Wednesday, November 3, 2010

Stewed Okra with Lamb

This is a traditional Egyptian dish served with rice. Okra in Arabic is called "bamya." Bamya is slowly cooked in a tomato sauce with seared lamb chops and of course lots of seasoning. The flavor that the lamb brings to the sauce is really worth the addition. Thanks Mama for teaching me how to make this!

4 lamb chops, seasoned with salt, pepper, chili, and oregano
olive oil and butter
1 diced yellow onion
1 (28 oz) can crushed tomatoes
1/2 cup chicken broth
1/4 tsp all-spice
salt and pepper
2 cups frozen or fresh Okra
1 large garlic clove, finely minced or grated
1 tsp lemon juice, plus more when serving

Slowly cooked in a dutch oven. 

Season the lamb on both sides with salt, pepper, oregano, and chili powder.
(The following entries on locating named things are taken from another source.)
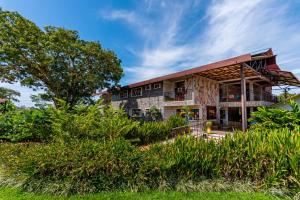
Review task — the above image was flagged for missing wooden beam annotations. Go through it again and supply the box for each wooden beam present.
[219,76,261,83]
[240,64,247,132]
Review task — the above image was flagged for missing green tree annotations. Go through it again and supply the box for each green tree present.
[277,91,297,103]
[0,11,123,107]
[0,87,21,101]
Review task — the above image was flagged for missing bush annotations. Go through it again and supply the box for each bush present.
[0,108,51,142]
[126,115,187,144]
[0,128,300,194]
[52,103,138,141]
[249,101,300,130]
[167,115,187,128]
[135,122,172,144]
[0,139,159,194]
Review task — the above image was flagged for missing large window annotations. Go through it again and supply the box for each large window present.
[131,87,142,97]
[131,108,142,117]
[153,83,161,89]
[145,84,151,90]
[206,106,217,120]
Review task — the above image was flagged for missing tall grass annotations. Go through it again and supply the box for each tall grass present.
[0,129,300,193]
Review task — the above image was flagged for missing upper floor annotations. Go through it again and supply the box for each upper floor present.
[112,49,300,107]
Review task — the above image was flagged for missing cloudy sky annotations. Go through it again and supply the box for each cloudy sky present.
[0,0,300,105]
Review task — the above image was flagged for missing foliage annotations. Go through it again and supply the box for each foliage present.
[277,91,297,103]
[249,101,300,130]
[0,100,16,113]
[0,87,21,101]
[30,94,51,109]
[133,122,172,144]
[146,106,162,121]
[126,115,187,144]
[0,127,300,194]
[0,11,123,107]
[0,187,284,200]
[205,121,213,128]
[51,102,138,141]
[0,108,51,142]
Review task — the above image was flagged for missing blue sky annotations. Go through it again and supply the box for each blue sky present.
[0,0,300,106]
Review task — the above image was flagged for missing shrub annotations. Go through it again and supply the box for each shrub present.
[167,115,187,128]
[0,108,51,142]
[249,101,300,130]
[135,122,172,144]
[0,128,300,194]
[52,103,138,141]
[126,115,187,144]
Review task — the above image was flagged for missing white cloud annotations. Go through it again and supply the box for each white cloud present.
[102,0,300,82]
[100,10,137,24]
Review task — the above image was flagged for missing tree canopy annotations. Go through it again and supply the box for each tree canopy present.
[0,10,123,106]
[0,87,21,101]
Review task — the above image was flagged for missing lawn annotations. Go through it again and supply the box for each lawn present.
[0,188,284,200]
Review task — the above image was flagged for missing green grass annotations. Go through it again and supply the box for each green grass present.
[0,188,284,200]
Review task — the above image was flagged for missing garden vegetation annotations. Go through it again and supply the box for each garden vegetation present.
[0,100,300,197]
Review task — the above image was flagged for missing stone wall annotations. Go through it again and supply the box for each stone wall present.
[112,96,163,114]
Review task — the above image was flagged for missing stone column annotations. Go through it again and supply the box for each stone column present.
[240,64,247,132]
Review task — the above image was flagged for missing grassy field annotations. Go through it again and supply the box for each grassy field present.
[0,188,284,200]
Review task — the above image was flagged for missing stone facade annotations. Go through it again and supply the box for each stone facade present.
[112,75,272,121]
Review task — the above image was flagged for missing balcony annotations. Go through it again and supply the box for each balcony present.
[220,91,277,103]
[164,90,194,106]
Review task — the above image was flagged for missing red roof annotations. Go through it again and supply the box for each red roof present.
[125,54,251,88]
[124,49,300,88]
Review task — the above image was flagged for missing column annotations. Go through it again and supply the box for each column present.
[249,82,254,101]
[240,64,247,132]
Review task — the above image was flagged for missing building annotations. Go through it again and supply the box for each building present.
[112,49,300,130]
[272,94,300,110]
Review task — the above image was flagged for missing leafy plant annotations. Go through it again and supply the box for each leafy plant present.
[249,101,300,130]
[0,108,51,142]
[0,11,123,107]
[51,102,138,141]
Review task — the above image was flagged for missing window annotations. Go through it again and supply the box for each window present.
[131,108,142,117]
[145,84,151,90]
[153,83,161,89]
[131,87,142,97]
[206,106,217,120]
[120,90,128,99]
[191,109,199,120]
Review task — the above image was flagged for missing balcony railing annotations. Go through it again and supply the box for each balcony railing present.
[164,90,193,101]
[220,91,277,103]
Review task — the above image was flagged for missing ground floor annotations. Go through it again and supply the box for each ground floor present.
[163,105,257,130]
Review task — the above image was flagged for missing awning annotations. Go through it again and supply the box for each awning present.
[268,70,300,87]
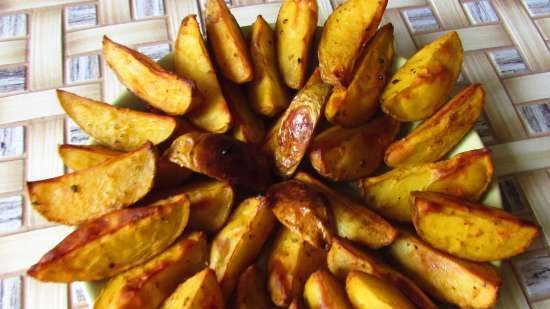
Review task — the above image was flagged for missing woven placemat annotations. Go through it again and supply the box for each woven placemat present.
[0,0,550,309]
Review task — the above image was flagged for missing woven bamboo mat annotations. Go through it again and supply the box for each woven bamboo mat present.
[0,0,550,309]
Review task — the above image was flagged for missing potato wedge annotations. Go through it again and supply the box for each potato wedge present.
[266,180,333,250]
[213,196,276,297]
[309,115,400,181]
[234,265,272,309]
[318,0,388,87]
[304,270,353,309]
[94,232,208,309]
[57,89,178,151]
[102,36,203,114]
[206,0,254,84]
[174,15,232,133]
[388,230,501,309]
[411,191,540,262]
[325,24,393,127]
[380,31,464,121]
[222,80,265,144]
[163,132,270,189]
[275,0,319,89]
[384,84,485,167]
[346,271,416,309]
[267,227,326,307]
[358,149,493,222]
[160,268,225,309]
[27,143,157,225]
[246,15,290,117]
[27,197,189,282]
[264,70,331,177]
[327,238,438,309]
[294,172,397,249]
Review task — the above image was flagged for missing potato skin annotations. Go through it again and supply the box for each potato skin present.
[174,15,233,133]
[388,230,501,309]
[358,149,494,222]
[267,227,326,307]
[94,232,208,309]
[206,0,254,84]
[27,197,189,282]
[380,31,464,121]
[246,15,290,117]
[318,0,388,87]
[275,0,319,89]
[102,36,203,115]
[27,143,157,225]
[309,115,400,181]
[295,172,397,249]
[325,24,393,127]
[384,84,485,167]
[411,191,540,262]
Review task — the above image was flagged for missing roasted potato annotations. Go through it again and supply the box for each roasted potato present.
[358,149,493,222]
[304,269,353,309]
[57,89,178,151]
[94,232,208,309]
[266,180,333,250]
[384,84,485,167]
[275,0,319,89]
[27,143,157,225]
[102,36,203,114]
[263,70,331,177]
[163,132,270,189]
[174,15,232,133]
[234,265,272,309]
[206,0,254,84]
[318,0,388,87]
[222,80,265,144]
[213,196,276,297]
[388,230,501,309]
[309,115,399,181]
[346,271,416,309]
[380,31,464,121]
[27,197,189,282]
[327,239,438,309]
[160,268,225,309]
[246,15,290,117]
[267,227,326,307]
[325,24,393,127]
[411,192,539,262]
[295,172,397,249]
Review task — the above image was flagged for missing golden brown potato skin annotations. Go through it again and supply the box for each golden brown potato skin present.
[411,191,540,262]
[103,36,203,115]
[27,143,157,225]
[267,227,326,307]
[27,197,189,282]
[384,84,485,167]
[325,24,393,127]
[309,115,400,181]
[380,31,464,121]
[294,172,397,249]
[94,232,208,309]
[206,0,254,84]
[174,15,233,133]
[164,132,270,189]
[264,70,331,177]
[388,230,501,309]
[275,0,319,89]
[317,0,388,87]
[358,149,494,222]
[266,180,334,250]
[246,15,290,117]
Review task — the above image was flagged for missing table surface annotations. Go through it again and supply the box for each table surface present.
[0,0,550,309]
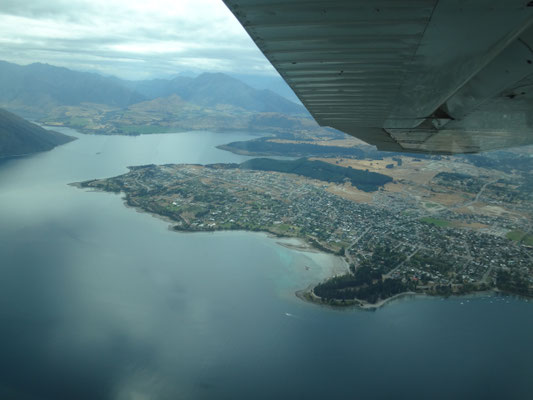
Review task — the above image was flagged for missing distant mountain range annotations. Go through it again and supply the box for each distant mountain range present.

Heat olive oil and butter in a dutch oven. Add the diced onions and lamb. Sear the lamb on both sides until browned. Add the crushed tomatoes and chicken broth. Bring to a boil. Reduce the heat to medium low. Cover and let simmer for 45-60 minutes so that meat can cook.

Once fork tender, add the okra and minced garlic. Season with  all-spice and more salt and pepper to taste. Stir gently. Let cook for another 30 minutes. Add the lemon juice and serve hot with steamed rice. Add more lemon juice if you want.